Welcome!

If you haven't read the README.md file at my git, start there. Check the pdf "Matching VBF-quarks with Jets", also, to get some background and purpose for this code. You should know what is bGenPart (best GenPart), bGenJet and bJet, etc. Check also histogram pdfs in different directories.

This "main.ipynb" python file is the main file and the rest are runned from here by %run or %load (and run) commands.

The code structure from the beginning to end:

    1) creating the RDataframe from data files,
    2) defining variables, functions and filtering the data to interesting events only,
    3) optional

The third step ("optional") can be anything but specially (there are different functions and python files to run depending on the choice):

    1) print and study the matchings (bGenPart-->bGenJet-->bJet) success rates and results (the "printStats" -files and functions),
    2) study histograms of different variables (there are already many histograms in the directories),
    3) print and study the events one by one and print interesting properties about it (the "printEvents" -files and functions),
    4) improve finding of the VBF jets with detector data towards "strong Jets" using pandas dataframe, and sklearn machine learning algorithms
    
    
I recommend studying the code below well enough before doing "Restart & Run All". You might want to study only one of the four things listed above and comment out the other %run and %load commands.

Notice that the dataset events can be filtered with (at least) two different ways: fatJetFilter (loose filter) and viljaFilter (SalomaaMod recommended).

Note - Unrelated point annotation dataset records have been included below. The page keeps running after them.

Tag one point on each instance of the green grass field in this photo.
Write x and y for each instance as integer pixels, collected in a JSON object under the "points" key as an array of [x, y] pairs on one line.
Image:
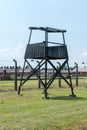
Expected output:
{"points": [[30, 111]]}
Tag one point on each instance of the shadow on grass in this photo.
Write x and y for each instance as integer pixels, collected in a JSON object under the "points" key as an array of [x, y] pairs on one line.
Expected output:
{"points": [[68, 98]]}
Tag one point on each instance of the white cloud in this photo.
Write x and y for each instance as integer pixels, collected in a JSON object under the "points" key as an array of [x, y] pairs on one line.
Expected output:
{"points": [[10, 53]]}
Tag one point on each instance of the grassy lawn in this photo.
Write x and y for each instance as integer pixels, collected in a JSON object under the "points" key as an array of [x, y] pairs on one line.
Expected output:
{"points": [[30, 111]]}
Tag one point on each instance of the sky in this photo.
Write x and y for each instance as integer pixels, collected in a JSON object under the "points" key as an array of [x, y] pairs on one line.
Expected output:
{"points": [[17, 15]]}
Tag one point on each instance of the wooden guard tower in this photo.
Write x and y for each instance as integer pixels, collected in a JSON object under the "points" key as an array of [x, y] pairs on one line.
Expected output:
{"points": [[46, 54]]}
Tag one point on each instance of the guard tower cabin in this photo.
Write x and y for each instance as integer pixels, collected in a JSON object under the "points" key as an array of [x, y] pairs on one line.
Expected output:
{"points": [[46, 53]]}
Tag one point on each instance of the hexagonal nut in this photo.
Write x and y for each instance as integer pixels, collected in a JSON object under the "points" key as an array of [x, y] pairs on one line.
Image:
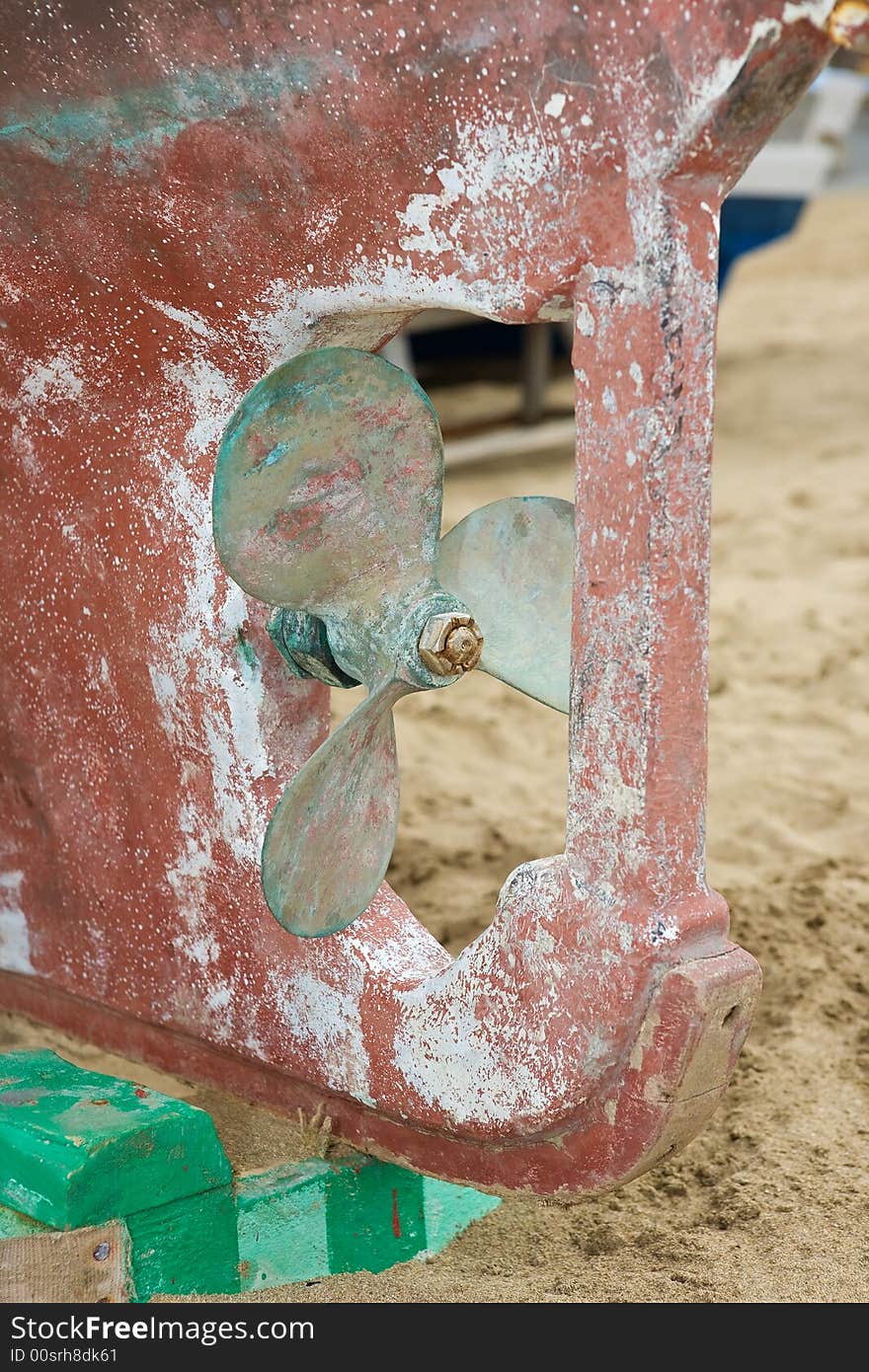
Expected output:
{"points": [[450, 644]]}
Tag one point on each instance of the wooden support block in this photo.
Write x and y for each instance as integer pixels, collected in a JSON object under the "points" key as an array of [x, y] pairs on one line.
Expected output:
{"points": [[85, 1265], [78, 1147]]}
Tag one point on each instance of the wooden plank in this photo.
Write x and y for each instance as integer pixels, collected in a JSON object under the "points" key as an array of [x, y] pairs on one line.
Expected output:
{"points": [[84, 1265], [78, 1147]]}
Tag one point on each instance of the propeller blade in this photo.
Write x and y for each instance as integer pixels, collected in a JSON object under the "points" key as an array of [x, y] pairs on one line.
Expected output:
{"points": [[513, 564], [327, 492], [333, 832]]}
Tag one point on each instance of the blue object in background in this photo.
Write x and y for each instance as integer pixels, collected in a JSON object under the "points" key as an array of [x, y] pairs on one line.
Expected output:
{"points": [[749, 221]]}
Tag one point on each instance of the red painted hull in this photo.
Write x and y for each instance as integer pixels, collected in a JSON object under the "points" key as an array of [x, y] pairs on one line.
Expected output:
{"points": [[191, 196]]}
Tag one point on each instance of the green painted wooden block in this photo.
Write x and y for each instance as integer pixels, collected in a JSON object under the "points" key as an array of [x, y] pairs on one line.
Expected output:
{"points": [[281, 1224], [78, 1147], [449, 1209], [186, 1248], [373, 1209], [14, 1225]]}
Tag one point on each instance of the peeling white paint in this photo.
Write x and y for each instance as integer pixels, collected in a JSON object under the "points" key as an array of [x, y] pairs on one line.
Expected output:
{"points": [[14, 936]]}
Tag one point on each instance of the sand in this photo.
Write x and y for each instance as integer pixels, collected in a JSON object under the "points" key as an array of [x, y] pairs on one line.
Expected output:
{"points": [[770, 1202]]}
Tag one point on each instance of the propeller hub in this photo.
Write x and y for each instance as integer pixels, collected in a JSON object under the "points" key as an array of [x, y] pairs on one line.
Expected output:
{"points": [[450, 644]]}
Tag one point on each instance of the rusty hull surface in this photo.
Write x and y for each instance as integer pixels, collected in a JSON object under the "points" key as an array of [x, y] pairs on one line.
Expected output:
{"points": [[193, 193]]}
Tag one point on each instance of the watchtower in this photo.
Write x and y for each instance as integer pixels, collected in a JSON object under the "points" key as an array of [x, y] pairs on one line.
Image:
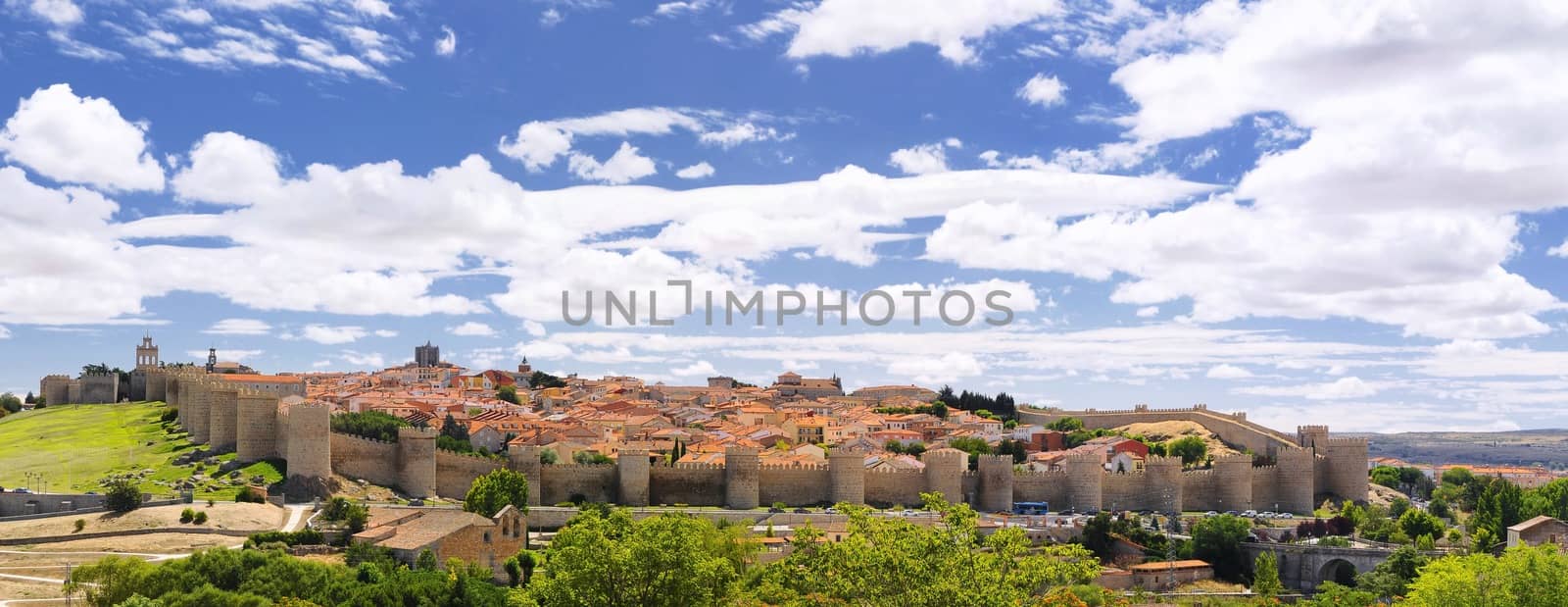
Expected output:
{"points": [[416, 462], [742, 478], [631, 473], [525, 460], [847, 476], [996, 483], [223, 413], [1086, 481], [945, 473]]}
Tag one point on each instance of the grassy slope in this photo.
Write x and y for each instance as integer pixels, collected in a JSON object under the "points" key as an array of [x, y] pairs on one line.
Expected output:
{"points": [[74, 446]]}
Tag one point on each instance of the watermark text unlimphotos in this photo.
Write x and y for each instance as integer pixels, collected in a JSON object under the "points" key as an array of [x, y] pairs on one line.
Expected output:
{"points": [[728, 308]]}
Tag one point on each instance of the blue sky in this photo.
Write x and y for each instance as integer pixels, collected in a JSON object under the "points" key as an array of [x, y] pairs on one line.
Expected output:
{"points": [[1319, 212]]}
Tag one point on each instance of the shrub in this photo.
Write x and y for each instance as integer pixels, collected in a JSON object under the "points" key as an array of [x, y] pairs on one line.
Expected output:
{"points": [[122, 494]]}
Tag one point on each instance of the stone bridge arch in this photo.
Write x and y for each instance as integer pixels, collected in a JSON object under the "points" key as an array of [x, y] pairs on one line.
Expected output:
{"points": [[1306, 567]]}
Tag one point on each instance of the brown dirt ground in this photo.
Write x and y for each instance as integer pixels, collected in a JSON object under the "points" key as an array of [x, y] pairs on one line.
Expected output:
{"points": [[1170, 430], [221, 515]]}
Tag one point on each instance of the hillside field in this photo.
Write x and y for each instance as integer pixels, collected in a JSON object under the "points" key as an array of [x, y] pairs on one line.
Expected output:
{"points": [[75, 446]]}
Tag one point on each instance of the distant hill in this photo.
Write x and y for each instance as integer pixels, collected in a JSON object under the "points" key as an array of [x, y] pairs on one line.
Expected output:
{"points": [[1521, 447]]}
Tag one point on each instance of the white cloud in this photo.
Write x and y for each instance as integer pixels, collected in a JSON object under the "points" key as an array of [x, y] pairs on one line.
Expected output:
{"points": [[229, 168], [1338, 389], [847, 26], [328, 334], [472, 329], [623, 167], [1043, 89], [226, 355], [697, 172], [60, 13], [363, 360], [80, 140], [1228, 372], [919, 160], [239, 327], [447, 42]]}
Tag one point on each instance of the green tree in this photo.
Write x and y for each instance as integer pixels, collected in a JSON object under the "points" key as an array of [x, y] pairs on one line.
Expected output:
{"points": [[1266, 576], [894, 562], [110, 581], [509, 394], [1521, 578], [1416, 523], [496, 489], [1219, 541], [611, 560], [1191, 449], [122, 494]]}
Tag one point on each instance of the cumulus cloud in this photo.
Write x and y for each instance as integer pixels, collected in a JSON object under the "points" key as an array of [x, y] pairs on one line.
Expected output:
{"points": [[472, 329], [847, 26], [447, 42], [239, 327], [1043, 89], [80, 140], [697, 172]]}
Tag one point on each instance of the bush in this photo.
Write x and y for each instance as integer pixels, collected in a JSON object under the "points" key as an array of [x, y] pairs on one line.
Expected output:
{"points": [[122, 494], [248, 496]]}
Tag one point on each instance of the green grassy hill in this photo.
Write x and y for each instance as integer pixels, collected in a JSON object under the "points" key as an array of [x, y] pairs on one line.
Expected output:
{"points": [[75, 446]]}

If help is needed, I can be connected.

BR. Santeri Salomaa

In [1]:
# Random tip:
# Visualizing the data columns helps in many situations. You can do this easily, for example using pandas dataframe
# (df0 = RDataframe, npdf = numpy dataframe, pddf = pandas dataframe)

# Example:
# npdf = df0.AsNumpy(['column_1', 'column_2'])
# pddf = pd.DataFrame(npdf)
# pddf.iloc[:5]

# -------------------------------------

###### All NanoAOD v7 variables are listed here: https://cms-nanoaod-integration.web.cern.ch/integration/master/mc94X_doc.html#LHE
###### List of all custom NanoAODv7 files is at: https://cmsweb.cern.ch/das/request?view=list&limit=150&instance=prod%2Fphys03&input=%2F*%2F*-NanoTuples-30Apr2020_*%2FUSER

# -------------------------------------

## All imports:

In [33]:
# Time can be imported for checking the runtime

import time
t_init = time.time()

In [3]:
import ROOT

Welcome to JupyROOT 6.24/00


In [4]:
import numpy as np
from matplotlib import pyplot as plt
import pandas as pd

# For histograms
from ROOT import TLine

# Imports for machine learning
import sklearn as sk
import matplotlib
from sklearn.model_selection import train_test_split
from scipy.stats import zscore
from sklearn.decomposition import PCA
from sklearn.neighbors import KNeighborsClassifier
from sklearn.linear_model import LogisticRegression
from sklearn.neural_network import MLPClassifier
from sklearn.metrics import classification_report, confusion_matrix
from sklearn.metrics import accuracy_score
from sklearn.metrics import roc_curve, auc
from sklearn.metrics import roc_auc_score

In [5]:
# Batch mode (do not open windows while running)
ROOT.gROOT.SetBatch(True)

# Enable multi-threading with 4 threads 
#ROOT.ROOT.EnableImplicitMT(4)

# Choose the dataset and filtering of the events.

In [6]:
# Choose the dataset and filtering of the events. You can delete this and make own (better/simpler) method of choosing the data if you want.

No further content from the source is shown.